Identity Platform
CAP
Central Authentication Platform. One login layer for every application in your organisation — SSO, MFA, fine-grained permissions, and a full audit trail, without the vendor lock-in of a managed identity service.
Features
- Single sign-on across all connected applications — one login, every service
- Multi-factor authentication with TOTP, push notification, and passkey support
- Role and permission management with attribute-based access control for fine-grained policies
- OAuth 2.1 and OpenID Connect token issuance for seamless application integration
- Organisation and team hierarchy — permissions that cascade correctly without manual maintenance
- Session management with configurable lifetime, idle timeout, and force-logout across all devices
- Full audit log of every authentication and authorisation decision, exportable for compliance
- Self-hosted deployment — your user data never leaves your infrastructure
Tech stack
- Go backend for high-throughput token issuance and validation with minimal resource footprint
- MySQL for user accounts, roles, permissions, sessions, and audit records
- RabbitMQ for asynchronous event delivery — login events, permission changes, and audit records fan out to connected systems without slowing the authentication hot path
- Standards-compliant OAuth 2.1 and OIDC endpoints for application integration
- Admin dashboard for user management, permission editing, and audit log review
- CLI tooling for scripted user provisioning and bulk permission changes
Why organisations build on CAP
Every SaaS identity provider makes the same implicit deal: convenient to start, increasingly expensive as you grow, and difficult to leave once your applications are integrated. Per-user pricing means your identity costs scale linearly with your team. Vendor-specific features mean migration is months of work. Outages in a third-party identity service take down your entire product.

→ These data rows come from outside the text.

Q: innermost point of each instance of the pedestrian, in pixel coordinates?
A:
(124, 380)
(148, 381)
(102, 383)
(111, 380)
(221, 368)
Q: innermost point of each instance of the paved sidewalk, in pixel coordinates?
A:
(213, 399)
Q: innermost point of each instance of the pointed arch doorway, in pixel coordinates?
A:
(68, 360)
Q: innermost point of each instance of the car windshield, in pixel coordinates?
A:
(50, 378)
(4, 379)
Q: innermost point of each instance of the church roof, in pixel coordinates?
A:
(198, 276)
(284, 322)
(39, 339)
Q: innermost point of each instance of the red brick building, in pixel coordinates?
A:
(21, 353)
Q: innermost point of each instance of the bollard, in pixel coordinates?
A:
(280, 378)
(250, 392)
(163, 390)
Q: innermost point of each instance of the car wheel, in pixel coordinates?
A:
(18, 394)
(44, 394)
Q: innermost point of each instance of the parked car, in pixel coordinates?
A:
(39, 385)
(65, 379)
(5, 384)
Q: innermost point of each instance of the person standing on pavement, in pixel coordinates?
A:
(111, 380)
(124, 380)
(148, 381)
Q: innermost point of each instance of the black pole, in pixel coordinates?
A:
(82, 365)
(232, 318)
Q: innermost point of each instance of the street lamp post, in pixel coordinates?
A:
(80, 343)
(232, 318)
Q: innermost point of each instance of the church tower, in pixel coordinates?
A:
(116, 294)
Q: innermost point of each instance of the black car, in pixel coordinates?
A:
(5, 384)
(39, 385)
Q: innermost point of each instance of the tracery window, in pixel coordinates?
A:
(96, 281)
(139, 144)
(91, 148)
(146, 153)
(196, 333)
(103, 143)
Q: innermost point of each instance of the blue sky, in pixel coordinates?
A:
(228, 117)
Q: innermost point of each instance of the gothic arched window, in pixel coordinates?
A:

CAP was built for organisations that want the functionality of a managed identity platform — SSO, MFA, OAuth, audit trails — without the per-user billing model and without sending authentication data to a third-party cloud.
The Go runtime was chosen specifically for the authentication hot path. Token validation is on the critical path for every API request in a connected application. A service that adds 20ms to every request is a problem. CAP's token validation endpoint is designed to handle peak load without scaling beyond the footprint of a small virtual machine.
RabbitMQ decouples the audit and event delivery from the authentication response. When a user logs in, CAP issues the token and returns immediately — the audit record write, the login webhook to connected applications, and the session tracking update happen asynchronously. Nothing on the slow path blocks the login response.
The permission model goes beyond simple role-based access. Attribute-based policies allow expressions like "users in the finance team can approve expense reports up to their delegation limit" — logic that flat role assignments cannot express without creating a role per limit level. Permissions cascade through the organisation hierarchy so a regional manager automatically inherits the permissions appropriate to their scope.
The self-hosted deployment is the key architectural decision for regulated industries. Healthcare, fintech, and government organisations that cannot route authentication requests through a vendor's cloud have no good off-the-shelf option. CAP deploys into your infrastructure and your authentication data never crosses your network boundary.
Who it is for
CAP is used by organisations that have outgrown a single application and need SSO across their internal tooling, product companies that need an embeddable identity layer without a third-party dependency, regulated businesses that cannot use managed cloud identity services for compliance reasons, and teams building multi-tenant SaaS products that need per-tenant permission isolation.